Food system or agriculture – some of the discussion illustrated that some people remain unconvinced that the world is moving rapidly towards an era of complex food systems in order to feed growing urban populations. There is a need within this to recognize that the rural poor continue to struggle to feed themselves, and undernutrition in many areas is a mix of chronic and acute. The solutions to these issues are not just technical, there needs to be an understanding of the social and economic context in which they occur. The emerging problems relate to populations of people who are overweight, and in some case micronutrient deficient. These people tend to be in urban areas and are an indication that the food system, which agriculture is only a part, is sick. These growing urban populations and their food systems need our research, we need to broaden our focus out from the technical, social and economic research of agriculture, and also research in depth the associated input and output value chains – the food system.

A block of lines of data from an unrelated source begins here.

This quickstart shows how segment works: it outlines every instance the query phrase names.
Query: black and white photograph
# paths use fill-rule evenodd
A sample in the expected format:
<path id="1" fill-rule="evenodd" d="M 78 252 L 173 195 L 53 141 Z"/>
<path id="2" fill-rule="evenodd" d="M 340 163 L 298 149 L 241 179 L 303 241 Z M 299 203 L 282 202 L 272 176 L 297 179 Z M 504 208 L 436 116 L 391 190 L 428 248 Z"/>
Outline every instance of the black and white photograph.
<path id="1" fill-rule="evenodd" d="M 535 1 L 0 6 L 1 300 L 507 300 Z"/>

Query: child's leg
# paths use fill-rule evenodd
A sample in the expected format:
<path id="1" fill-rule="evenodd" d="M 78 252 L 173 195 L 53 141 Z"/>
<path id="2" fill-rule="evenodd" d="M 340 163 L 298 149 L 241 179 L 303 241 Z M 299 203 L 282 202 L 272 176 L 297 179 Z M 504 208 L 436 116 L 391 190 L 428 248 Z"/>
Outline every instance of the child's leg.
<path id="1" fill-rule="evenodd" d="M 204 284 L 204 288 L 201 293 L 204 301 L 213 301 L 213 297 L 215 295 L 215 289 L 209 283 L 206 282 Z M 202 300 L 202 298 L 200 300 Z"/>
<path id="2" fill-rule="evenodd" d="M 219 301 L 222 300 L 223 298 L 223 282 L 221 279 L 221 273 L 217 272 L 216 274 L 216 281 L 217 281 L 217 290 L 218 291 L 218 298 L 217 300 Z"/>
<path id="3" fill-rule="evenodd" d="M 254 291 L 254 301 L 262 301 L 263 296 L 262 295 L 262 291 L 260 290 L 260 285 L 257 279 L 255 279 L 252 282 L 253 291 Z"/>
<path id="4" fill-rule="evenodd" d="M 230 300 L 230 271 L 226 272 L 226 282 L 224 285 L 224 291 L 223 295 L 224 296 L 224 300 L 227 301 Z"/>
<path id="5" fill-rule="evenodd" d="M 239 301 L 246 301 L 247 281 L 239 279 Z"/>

The research has to focus on generating healthy food systems that provide a quality of food that minimizes the impacts of all aspects of malnutrition – over, under and micro-nutrition deficiency.
Clarity from complexity – Food systems are complex and research to improve them in order to contribute to the SDGs adds further complexity. The area of food systems is back on the agenda as challenges to feed growing populations emerge and as the food system absorbs more land, water and air. Achieving a balance between human nutritional needs and planetary health is the greatest challenge facing us for generations. This requires us, as researchers, to recognize that the food system is both the basis of our health and the health of the planet – the food system is the “health” system. And our research must create clarity from the complexity in order to help decision makers improve the food/health system.
The information and views posted here do not necessarily represent ISPC views, positions, strategies or opinions.